La Cour supérieure du Québec a récemment autorisé l'exercice d'une action collective contre le gouvernement du Canada pour certains des employés touchés par les ratés du système de paie Phénix.

La demande d'action collective faisait état des nombreuses erreurs avec lesquelles les employés ont dû composer depuis l'implantation du système en février 2016. Elle notait  par exemple que certains employés ont été payés en trop avant d'être contraints de rembourser, que des heures supplémentaires n'ont pas été rémunérées et que certains employés n'étaient simplement pas payés pour leur travail, alors que d'autres étaient payés incorrectement ou en retard.

La demanderesse Ezmie Bouchard a travaillé au bureau de Passeport Canada, à Québec, d'abord comme employée étudiante puis comme employée occasionnelle, de janvier à août 2016. Au cours de cette période, plusieurs erreurs ont été faites sur son salaire, et au moment où elle quitte son emploi, un montant de l'ordre de 4800 $ de salaire lui est dû, peut-on lire dans la demande. Lorsqu'elle a finalement reçu un remboursement, celui-ci était trop élevé de 1000 $, un montant qu'elle a dû rembourser par la suite.

L'action collective viserait à obtenir un montant de base de 500 $ pour les employés admissibles, en compensation pour tous les inconvénients relatifs au milieu de travail en général.

«Quand on parle aux gens, on se rend compte que le simple fait d'avoir été employé de la fonction publique pendant la période leur a causé un préjudice», note Me Julien Fortier du cabinet Saraïlis Avocats, qui représente les employés.

On demande également un montant de 1000 $ additionnel pour les employés ayant eu des erreurs dans leur paie, qu'il s'agisse d'un surplus ou d'une somme manquante. Un montant plus élevé sera réclamé pour les gens qui n'ont pas reçu au moins la moitié de leur paie pendant au moins deux périodes de paie consécutives.

«Puis ensuite, il y a des gens qui ont subi des préjudices particuliers, alors pour ces gens-là, il pourrait y avoir un mécanisme de recouvrement individuel. Quelqu'un pourrait exposer sa situation particulière, et selon le mécanisme qui pourra être déterminé par la cour, pourra demander un dommage particulier supplémentaire», ajoute Me Fortier.

Les employés admissibles

Dans sa décision rendue le 3 avril dernier, le juge Jean-François Émond a toutefois mis un bémol quant aux catégories d'employés visés.

Ainsi, «les employés ayant le droit de présenter un grief en vertu de l'article 208 de la Loi sur les relations de travail dans le secteur public fédéral ont été exclus du groupe.
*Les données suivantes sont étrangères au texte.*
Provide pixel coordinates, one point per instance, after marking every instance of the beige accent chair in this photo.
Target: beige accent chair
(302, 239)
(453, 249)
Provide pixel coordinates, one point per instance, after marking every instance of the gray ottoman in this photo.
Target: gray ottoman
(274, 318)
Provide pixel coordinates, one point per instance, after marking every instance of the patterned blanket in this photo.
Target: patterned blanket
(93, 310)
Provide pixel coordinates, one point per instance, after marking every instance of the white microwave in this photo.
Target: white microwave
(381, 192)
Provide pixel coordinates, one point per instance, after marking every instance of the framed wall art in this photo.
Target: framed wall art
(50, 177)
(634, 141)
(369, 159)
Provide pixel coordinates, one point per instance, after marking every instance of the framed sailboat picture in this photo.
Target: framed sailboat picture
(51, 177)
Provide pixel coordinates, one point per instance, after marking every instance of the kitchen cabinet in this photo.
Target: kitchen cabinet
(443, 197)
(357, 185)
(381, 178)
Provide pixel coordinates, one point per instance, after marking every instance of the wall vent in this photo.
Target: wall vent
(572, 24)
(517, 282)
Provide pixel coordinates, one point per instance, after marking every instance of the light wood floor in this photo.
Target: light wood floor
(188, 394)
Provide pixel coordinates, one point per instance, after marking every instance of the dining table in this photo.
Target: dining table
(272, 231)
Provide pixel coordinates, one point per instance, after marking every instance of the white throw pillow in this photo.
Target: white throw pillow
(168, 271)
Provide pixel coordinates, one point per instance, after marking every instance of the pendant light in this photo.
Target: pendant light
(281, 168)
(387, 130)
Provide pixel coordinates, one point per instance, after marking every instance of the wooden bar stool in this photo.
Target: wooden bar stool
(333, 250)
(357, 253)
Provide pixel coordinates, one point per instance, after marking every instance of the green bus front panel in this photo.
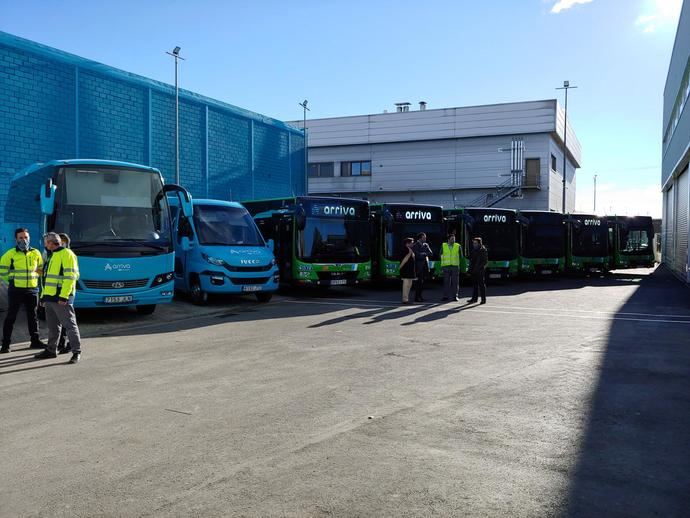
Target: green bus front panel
(542, 266)
(330, 274)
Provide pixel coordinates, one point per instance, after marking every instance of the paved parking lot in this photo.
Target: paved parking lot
(569, 397)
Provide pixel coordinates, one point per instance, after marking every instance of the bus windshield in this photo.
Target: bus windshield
(590, 241)
(544, 241)
(228, 226)
(500, 240)
(329, 239)
(103, 205)
(394, 239)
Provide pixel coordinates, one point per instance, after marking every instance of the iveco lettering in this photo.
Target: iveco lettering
(392, 223)
(118, 219)
(319, 241)
(220, 250)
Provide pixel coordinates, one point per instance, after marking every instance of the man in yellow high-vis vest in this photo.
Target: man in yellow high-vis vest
(20, 268)
(450, 266)
(59, 286)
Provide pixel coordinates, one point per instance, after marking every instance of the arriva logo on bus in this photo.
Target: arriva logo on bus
(495, 218)
(418, 214)
(339, 210)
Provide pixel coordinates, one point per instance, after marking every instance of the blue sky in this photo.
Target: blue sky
(354, 57)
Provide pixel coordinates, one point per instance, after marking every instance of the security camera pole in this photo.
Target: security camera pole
(176, 54)
(566, 86)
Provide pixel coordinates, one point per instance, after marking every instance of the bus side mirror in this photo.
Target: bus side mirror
(388, 219)
(48, 198)
(300, 217)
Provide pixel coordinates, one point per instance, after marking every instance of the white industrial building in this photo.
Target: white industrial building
(675, 178)
(504, 155)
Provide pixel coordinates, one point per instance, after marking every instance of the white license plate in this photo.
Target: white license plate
(117, 300)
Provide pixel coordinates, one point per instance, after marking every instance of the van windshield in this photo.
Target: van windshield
(228, 226)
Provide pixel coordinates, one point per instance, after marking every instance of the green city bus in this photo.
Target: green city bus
(587, 244)
(319, 241)
(631, 242)
(500, 233)
(543, 242)
(391, 224)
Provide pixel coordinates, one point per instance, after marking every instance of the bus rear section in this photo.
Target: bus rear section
(319, 241)
(500, 233)
(631, 240)
(588, 244)
(543, 243)
(221, 251)
(118, 220)
(392, 223)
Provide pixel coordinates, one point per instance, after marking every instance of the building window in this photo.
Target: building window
(355, 168)
(321, 170)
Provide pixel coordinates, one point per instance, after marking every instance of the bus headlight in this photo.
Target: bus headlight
(213, 260)
(162, 279)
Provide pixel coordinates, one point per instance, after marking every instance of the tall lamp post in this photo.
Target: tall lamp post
(303, 104)
(176, 54)
(566, 86)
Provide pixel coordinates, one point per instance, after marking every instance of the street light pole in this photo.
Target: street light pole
(176, 54)
(303, 104)
(566, 86)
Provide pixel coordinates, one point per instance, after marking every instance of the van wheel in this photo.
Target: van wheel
(264, 297)
(146, 309)
(199, 296)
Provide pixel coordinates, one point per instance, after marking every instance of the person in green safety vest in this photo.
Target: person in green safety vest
(20, 268)
(450, 266)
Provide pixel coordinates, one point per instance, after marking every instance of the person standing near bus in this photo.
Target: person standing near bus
(20, 268)
(407, 270)
(59, 286)
(479, 257)
(422, 254)
(450, 266)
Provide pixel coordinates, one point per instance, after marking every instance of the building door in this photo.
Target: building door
(681, 224)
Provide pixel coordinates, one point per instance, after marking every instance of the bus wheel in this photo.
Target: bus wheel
(146, 309)
(264, 297)
(199, 296)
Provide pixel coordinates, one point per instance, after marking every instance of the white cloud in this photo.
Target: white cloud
(562, 5)
(659, 14)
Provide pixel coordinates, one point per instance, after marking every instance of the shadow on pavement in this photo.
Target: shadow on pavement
(635, 454)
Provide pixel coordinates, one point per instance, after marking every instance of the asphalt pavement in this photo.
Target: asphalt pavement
(557, 398)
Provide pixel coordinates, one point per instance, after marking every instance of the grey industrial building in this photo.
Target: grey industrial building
(504, 155)
(675, 178)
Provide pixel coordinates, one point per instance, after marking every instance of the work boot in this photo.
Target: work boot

Cela inclut autant les employés syndiqués que les employés non syndiqués», précise le cabinet Saraïlis Avocats.

Par conséquent, souligne-t-il, «les principaux employés qui demeurent dans le groupe sont ceux qui n'ont pas accès au système de grief, dont les étudiants, les occasionnels et les retraités».

Me Julien Fortier estime qu'entre 40 000 et 70 000 personnes, à travers le Canada, pourraient être incluses dans la définition du groupe admissible autorisée par la Cour supérieure.

«Évidemment, c'est difficile à évaluer parce que le nombre d'employés occasionnels du gouvernement fluctue», souligne-t-il.

Le cabinet d'avocats note que la possibilité d'en appeler de la décision pour représenter «ces personnes qui risquent d'être laissées pour compte» n'est pas exclue.

Me Fortier affirme par ailleurs que les travailleurs floués par Phénix devront s'armer de patience, puisque le processus judiciaire peut prendre du temps.

«Notre action collective ne peut pas faire de miracle ou régler de problèmes informatiques. C'est une action collective qui vise à (dédommager) les gens pour leur préjudice. On pense que c'est essentiel, mais on a un morceau du casse-tête de Phénix parmi tant d'autres morceaux», rappelle-t-il.

Interrogé au sujet de l'autorisation d'action collective à sa sortie de caucus, mercredi, le secrétaire parlementaire de Carla Qualtrough, ministre des Services publics et de l'Approvisionnement, Steven MacKinnon, a préféré s'abstenir de commenter une cause qui est devant la cour.

Il a toutefois admis que les problèmes du système de paie auraient dû être réglés depuis un bon moment.

«Je ne pense pas qu'on ait déjà hésité à dire que ça fait longtemps que ça aurait dû être réglé, que ça n'aurait pas dû arriver et qu'on déploie toutes les ressources humaines, financières et technologiques qui sont disponibles afin de remédier au problème», a-t-il lâché.